Hollande bashing. «J’ai une conception de la liberté de la presse qui fait que je ne suis touché par rien. Ça fait partie de la démocratie.»

Gaz de schiste. «La recherche est possible sur d’autres techniques que celle de la fracturation hyraulique. Pour l’instant, cette recherche n’a pas abouti, je ne peux pas l’interdire, elle n’est pas interdite pas la loi.»

Président responsable. «Je suis un président aujourd’hui responsable, pleinement responsable, responsable de tout mais qui ne décide pas de tout». «La présidence de la République exige de la hauteur, de l'élevation et en même temps je veux garder de la simplicité autant qu’il est possible».

«Est-ce que je me pose la question de savoir si on fait des erreurs ? On fait toujours des erreurs. Et le premier qui en est responsable, c’est moi. Ce n’est pas le Premier Ministre, ce ne sont pas les ministres, c’est moi, parce que je suis celui que les Français ont élu», a-t-il ajouté. «Est-ce qu’il y a eu des couacs ? Si je regardais la chronique de tous les gouvernements qui se sont constitués après chacune des élections présidentielles de ces trente dernières années, ce n’est pas celui-là qui obtiendrait le record».

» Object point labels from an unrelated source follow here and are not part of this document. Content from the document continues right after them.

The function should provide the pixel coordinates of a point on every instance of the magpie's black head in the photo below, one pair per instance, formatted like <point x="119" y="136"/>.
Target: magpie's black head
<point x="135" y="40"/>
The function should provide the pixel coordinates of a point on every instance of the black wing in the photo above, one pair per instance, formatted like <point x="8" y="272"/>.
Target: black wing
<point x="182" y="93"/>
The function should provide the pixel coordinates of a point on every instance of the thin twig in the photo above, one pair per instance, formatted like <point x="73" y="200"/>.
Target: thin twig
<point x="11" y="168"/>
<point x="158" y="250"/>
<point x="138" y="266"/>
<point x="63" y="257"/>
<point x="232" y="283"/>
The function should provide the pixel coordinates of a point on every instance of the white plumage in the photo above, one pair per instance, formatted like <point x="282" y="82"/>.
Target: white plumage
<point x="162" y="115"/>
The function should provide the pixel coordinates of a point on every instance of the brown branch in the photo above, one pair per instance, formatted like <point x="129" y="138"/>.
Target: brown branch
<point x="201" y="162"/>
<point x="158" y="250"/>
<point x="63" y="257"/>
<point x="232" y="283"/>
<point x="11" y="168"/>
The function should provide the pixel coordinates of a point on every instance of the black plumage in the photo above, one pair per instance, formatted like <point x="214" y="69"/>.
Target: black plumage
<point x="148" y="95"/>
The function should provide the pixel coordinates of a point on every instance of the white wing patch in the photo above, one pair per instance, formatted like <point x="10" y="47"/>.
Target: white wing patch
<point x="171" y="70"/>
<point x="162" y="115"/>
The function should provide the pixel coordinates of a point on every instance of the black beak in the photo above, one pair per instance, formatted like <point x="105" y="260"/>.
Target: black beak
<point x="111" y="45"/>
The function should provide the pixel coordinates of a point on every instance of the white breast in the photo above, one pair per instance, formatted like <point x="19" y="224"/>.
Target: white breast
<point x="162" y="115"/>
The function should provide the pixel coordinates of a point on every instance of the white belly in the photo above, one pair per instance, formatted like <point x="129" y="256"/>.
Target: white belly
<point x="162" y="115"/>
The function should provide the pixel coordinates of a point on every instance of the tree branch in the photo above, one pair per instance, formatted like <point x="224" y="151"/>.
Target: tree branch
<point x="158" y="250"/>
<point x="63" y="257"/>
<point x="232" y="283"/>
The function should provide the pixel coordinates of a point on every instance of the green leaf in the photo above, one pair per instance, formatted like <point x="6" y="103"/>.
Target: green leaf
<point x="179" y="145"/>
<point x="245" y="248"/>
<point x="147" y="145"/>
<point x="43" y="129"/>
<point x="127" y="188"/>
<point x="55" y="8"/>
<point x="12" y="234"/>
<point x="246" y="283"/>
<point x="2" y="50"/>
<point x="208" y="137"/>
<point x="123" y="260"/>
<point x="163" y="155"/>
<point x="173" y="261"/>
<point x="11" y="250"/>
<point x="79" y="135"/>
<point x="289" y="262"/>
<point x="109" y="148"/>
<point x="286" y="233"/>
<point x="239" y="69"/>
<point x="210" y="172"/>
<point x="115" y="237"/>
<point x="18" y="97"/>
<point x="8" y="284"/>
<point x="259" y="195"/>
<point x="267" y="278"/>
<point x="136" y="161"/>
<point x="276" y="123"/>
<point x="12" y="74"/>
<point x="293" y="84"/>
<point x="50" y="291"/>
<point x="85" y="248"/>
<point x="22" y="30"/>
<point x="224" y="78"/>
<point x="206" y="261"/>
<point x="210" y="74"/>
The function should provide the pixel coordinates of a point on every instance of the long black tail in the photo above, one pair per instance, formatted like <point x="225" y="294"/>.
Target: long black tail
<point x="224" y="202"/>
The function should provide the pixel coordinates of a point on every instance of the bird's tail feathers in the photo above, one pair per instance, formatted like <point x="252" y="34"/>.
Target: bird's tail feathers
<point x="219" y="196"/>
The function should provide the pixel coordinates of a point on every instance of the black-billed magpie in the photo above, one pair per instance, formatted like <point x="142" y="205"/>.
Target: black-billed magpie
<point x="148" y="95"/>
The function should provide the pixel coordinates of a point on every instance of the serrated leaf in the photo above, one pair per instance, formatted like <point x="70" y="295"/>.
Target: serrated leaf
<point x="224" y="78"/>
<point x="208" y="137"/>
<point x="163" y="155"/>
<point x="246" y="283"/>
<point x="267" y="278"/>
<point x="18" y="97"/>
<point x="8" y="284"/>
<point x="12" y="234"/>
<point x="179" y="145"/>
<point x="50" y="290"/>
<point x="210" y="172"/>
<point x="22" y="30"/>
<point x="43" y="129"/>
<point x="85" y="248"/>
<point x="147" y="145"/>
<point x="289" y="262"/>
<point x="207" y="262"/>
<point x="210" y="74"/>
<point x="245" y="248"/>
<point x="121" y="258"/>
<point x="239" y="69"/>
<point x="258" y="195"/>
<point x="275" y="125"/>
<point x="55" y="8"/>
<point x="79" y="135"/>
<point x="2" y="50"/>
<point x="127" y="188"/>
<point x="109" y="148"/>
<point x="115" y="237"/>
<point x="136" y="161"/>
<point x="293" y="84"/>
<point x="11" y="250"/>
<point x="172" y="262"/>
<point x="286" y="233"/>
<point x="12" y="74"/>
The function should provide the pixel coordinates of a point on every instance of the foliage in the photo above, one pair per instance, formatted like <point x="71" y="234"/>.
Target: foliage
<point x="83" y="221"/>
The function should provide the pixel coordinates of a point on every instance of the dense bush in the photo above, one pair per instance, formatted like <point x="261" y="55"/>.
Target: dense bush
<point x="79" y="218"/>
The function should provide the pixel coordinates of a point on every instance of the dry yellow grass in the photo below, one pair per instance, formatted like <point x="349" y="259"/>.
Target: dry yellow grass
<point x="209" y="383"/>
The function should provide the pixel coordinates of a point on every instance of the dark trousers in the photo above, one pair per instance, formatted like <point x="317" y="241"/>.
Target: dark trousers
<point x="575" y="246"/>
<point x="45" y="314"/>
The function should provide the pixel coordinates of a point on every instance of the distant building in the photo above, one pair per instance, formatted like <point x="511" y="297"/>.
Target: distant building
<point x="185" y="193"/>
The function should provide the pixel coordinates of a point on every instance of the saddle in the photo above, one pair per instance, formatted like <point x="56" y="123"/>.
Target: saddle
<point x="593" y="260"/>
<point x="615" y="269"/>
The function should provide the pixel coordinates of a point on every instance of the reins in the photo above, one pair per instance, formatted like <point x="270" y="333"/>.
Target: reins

Un peu plus tard, alors qu’on lui demandait s’il voulait se désintoxiquer des énergies fossiles, il a plaisanté: «Je ne veux me désintoxiquer de rien, je ne suis dans aucune addiction. Vous avez remarqué: président normal, président responsable, pas d’addiction à aucune substance

Grève du maire de Sevran. «Est-ce que vous pensez que nous sommes responsables de la situation des finances de la ville de Sevran?» «Nous allons agir, je comprends la détresse de ce maire. Il est possible de parler de la méthode (grève de la faim, ndlr), mais il vient parler au nom de cent collectivités parmi les plus pauvres de ce pays.»

Syrie. «J’annonce que la France reconnaît la coalition nationale syrienne comme la seule représentante du peuple syrien et donc comme le futur gouvernement provisoire de la Syrie démocratique permettant d’en terminer avec le régime de Bachar al-Assad.»

Aurore Martin (la militante basque arrêtée et remise aux autorités espagnoles). «A aucun moment, je n'ai donné la moindre consigne pour qu'Aurore Martin soit contrôlée. (...) Cette arrestation a conduit la gendarmerie devant le parquet général. C'est une procédure automatique. A aucun moment, un membre du gouvernement a été interpellé pour dire quoique ce soit au nom de la France. Madame Martin est maintenant en Espagne. L'Espagne est une démocratie, nous avons confiance en la justice. Un grand principe en France vaut aussi en Espagne, c'est l'indépendance de la justice. Je ne ferai aucune concession à ce principe là.»